Values of houses and apartments costing an average of £3.7 million ($5.7 million) rose by an average of 0.8 per cent from a month earlier, the London-based broker said in a report on Monday. Prices are now 7 per cent higher than their previous peak in March 2008.
“Demand for prime London property in 2011, despite uncertainty resulting from the euro-zone debt crisis and on-going global economic uncertainty, outpaced supply and led to strong price performance,” said Liam Bailey, head of residential research, in the report.
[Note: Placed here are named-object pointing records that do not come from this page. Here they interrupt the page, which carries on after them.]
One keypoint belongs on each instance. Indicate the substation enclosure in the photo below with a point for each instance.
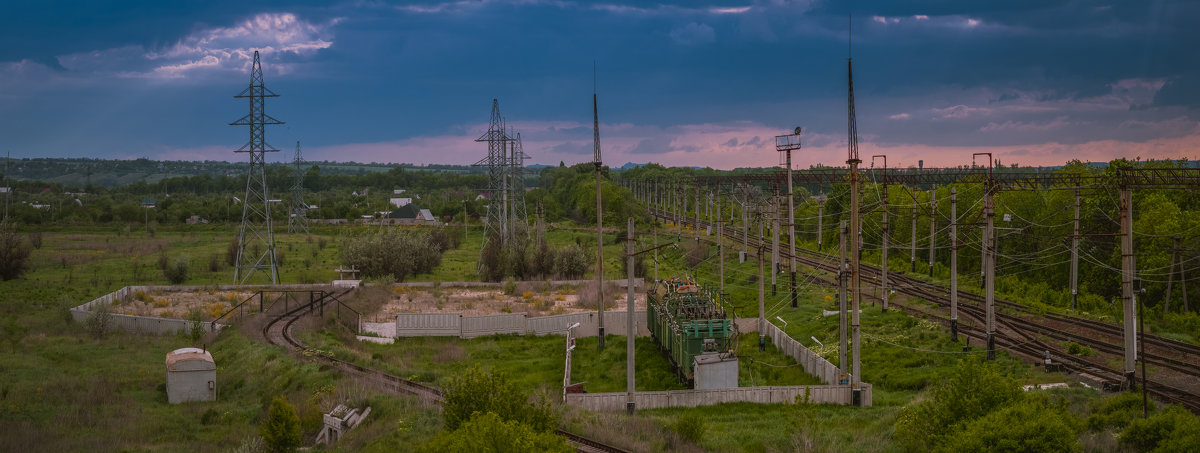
(717, 370)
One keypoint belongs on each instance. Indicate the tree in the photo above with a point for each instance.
(395, 252)
(479, 391)
(281, 432)
(1030, 426)
(13, 252)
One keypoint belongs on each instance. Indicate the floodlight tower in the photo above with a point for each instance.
(299, 219)
(256, 240)
(599, 164)
(787, 144)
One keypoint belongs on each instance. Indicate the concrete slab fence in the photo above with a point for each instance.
(465, 326)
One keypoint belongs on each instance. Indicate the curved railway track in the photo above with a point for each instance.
(280, 332)
(1018, 331)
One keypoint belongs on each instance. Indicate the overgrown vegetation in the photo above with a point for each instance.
(281, 430)
(397, 253)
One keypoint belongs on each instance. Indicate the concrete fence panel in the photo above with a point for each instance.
(429, 325)
(557, 324)
(489, 325)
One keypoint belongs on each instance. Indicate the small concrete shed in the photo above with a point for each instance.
(191, 375)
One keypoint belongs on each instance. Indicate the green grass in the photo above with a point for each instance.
(103, 394)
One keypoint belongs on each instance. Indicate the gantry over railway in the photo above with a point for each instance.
(673, 194)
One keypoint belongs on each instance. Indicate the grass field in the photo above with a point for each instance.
(64, 390)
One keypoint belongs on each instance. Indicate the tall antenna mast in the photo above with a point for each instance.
(7, 191)
(256, 241)
(599, 164)
(855, 228)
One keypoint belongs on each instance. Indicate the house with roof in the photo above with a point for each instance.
(411, 215)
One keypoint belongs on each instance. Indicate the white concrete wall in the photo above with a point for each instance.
(429, 325)
(490, 325)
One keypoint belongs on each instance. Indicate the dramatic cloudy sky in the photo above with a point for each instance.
(694, 83)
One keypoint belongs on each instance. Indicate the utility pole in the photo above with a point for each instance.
(954, 264)
(1074, 260)
(855, 234)
(696, 225)
(299, 218)
(989, 252)
(843, 273)
(745, 222)
(774, 242)
(912, 257)
(1170, 275)
(787, 144)
(762, 307)
(1127, 276)
(655, 253)
(7, 189)
(820, 221)
(599, 165)
(933, 229)
(630, 331)
(887, 235)
(720, 241)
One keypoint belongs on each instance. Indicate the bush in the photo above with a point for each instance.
(100, 320)
(13, 252)
(1116, 411)
(399, 253)
(972, 391)
(1030, 426)
(177, 271)
(696, 254)
(281, 430)
(487, 432)
(571, 261)
(478, 391)
(1174, 429)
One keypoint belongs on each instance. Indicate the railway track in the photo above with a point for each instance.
(1017, 331)
(280, 332)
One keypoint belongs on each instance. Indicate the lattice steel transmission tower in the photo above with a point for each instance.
(298, 221)
(505, 183)
(256, 241)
Euro-area leaders are besieged by a sovereign debt crisis that began with Greece in 2009 and has spread to Italy, risking a recession in Europe. The International Monetary Fund will probably cut its forecast for global economic growth as the European debt crisis worsens, Managing Director Christine Lagarde said last week.
Values gained 12.1 per cent in the year through December. Prime central-London prices have risen around 40 per cent since the market’s low in March 2009, Knight Frank said. UK home prices fell 0.9 per cent in December to a 30-month low, according to a January 6 report by Halifax, a unit of Lloyds Banking Group Plc.
The number of new instructions to sell in neighbourhoods such as Knightsbridge and Belgravia fell 6 per cent in the fourth quarter compared with a year ago, Knight Frank said. The broker didn’t specify the number of properties for sale.
“Tight supply has remained a feature of the prime central London property market through 2011 and we see little reason why this might change materially in 2012,” said Camilla Dell, founder of Black Brick Property Solutions LLP, in a separate report.
Her London-based company, which advises luxury-home buyers in southeast England, helped a client acquire a 7.85 million-pound apartment in The Lancasters development in December, according to the report.
The Lancasters, a city block of 1850s townhouses overlooking Hyde Park, was developed by Northacre Plc.